El último sol no le dijo: soy el último sol.
Nada le previnieron.
El agua resbaló sobre su cuerpo y él no supo
que era el modo en que el agua
decía: adiós. No supo.
Nadie le dijo nada.
Cuando llegó la noche, llegó para quedarse.
Y él no lo supo nunca.
*
A la hora final
cada uno tendrá su pequeño paisaje
para borrar con él esa penumbra
de habitación de enfermo.
Este trozo de río no está mal, por ejemplo,
para guardarlo así: las costas verdes
rodeándolo, brillante, silencioso.
Y son dos movimientos:
mientras el bote avanza
sin ruido, hacia delante,
la imagen, al contrario,
va hacia atrás, silenciosa,
abriendo el pensamiento
y ancla profundamente.
Cuando toque soltar amarras
de una vez para siempre
el viajero no habrá de ver los muros
–frascos, cama, remedios–
sino este río inmóvil
bajo la luz del sol, resplandeciente.
Dos notas, sin embargo, distinguen la poesía de Circe Maia y hacen de su lectura una experiencia seductora, una de las más hospitalarias en nuestro idioma. Por un lado, el correlato mítico o literario, préstamo de sus amados poetas griegos que asoma de manera ocasional para dar profundidad (temporal, imaginativa) a la reflexión del poema. Así «Visita del arcángel Gabriel» o «Prometeo (de un cuento de Kafka)», donde el mito, además, se lee al trasluz de su reelaboración contemporánea. Por otro, el tono suelto, casi conversacional de los poemas, esas «palabras de familia» con que se desgranan y envuelven al lector. Digo «envuelven» porque, en efecto, algo tienen de confidencia, de palabras que dan vueltas en torno a un núcleo vacilante, hecho de preguntas y breves apartes que simulan el compás del monólogo interior: hay exclamaciones, comienzos elípticos o in medias res, interpelaciones que buscan, tal vez, la complicidad del lector…
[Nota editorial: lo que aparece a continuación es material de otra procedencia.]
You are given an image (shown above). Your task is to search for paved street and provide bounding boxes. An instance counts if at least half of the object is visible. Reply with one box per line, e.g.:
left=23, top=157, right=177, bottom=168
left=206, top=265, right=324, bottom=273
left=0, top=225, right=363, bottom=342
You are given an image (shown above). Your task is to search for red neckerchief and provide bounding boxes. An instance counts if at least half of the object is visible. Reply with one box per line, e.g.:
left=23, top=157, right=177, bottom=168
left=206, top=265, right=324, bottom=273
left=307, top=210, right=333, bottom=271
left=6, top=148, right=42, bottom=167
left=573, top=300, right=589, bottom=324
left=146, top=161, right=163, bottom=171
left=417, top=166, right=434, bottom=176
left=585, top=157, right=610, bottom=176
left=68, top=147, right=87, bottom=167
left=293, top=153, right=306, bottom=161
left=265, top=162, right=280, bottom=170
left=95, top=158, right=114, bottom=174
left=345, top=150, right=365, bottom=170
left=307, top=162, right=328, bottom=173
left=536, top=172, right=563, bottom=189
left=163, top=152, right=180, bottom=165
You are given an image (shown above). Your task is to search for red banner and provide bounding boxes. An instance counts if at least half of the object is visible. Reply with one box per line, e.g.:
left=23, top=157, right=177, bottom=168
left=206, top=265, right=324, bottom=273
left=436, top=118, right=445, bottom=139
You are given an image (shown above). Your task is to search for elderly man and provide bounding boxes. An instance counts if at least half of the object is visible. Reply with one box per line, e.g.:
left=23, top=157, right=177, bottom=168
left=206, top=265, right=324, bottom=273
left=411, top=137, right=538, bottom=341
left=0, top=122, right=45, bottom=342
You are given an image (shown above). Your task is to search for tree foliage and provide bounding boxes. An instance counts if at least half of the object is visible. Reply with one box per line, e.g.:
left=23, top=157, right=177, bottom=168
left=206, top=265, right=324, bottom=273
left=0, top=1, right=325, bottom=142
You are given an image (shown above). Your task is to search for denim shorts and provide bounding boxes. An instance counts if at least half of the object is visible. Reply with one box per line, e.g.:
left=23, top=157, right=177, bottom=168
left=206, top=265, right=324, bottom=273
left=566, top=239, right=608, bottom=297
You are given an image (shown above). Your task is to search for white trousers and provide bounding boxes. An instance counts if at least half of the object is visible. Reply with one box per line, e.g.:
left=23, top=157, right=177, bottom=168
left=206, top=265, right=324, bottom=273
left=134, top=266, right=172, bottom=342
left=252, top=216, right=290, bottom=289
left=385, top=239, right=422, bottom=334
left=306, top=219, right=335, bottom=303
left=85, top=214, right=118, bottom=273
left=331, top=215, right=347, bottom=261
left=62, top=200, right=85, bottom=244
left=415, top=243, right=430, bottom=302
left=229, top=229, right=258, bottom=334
El resultado es una poesía que habla como ninguna otra en nuestro
idioma. Una aleación en la que resuena el legado del simbolismo, de Juan Ramón
en adelante, y el metal afectuoso, abierto y hasta algo didáctico de una voz
familiar que sabe, con Teresa de Jesús, que Dios anda entre fogones: el hogar,
los niños, los afectos cercanos y las rutinas domésticas son otros tantos espacios
de la iluminación que comparecen en sus poemas y propician el salto meditativo.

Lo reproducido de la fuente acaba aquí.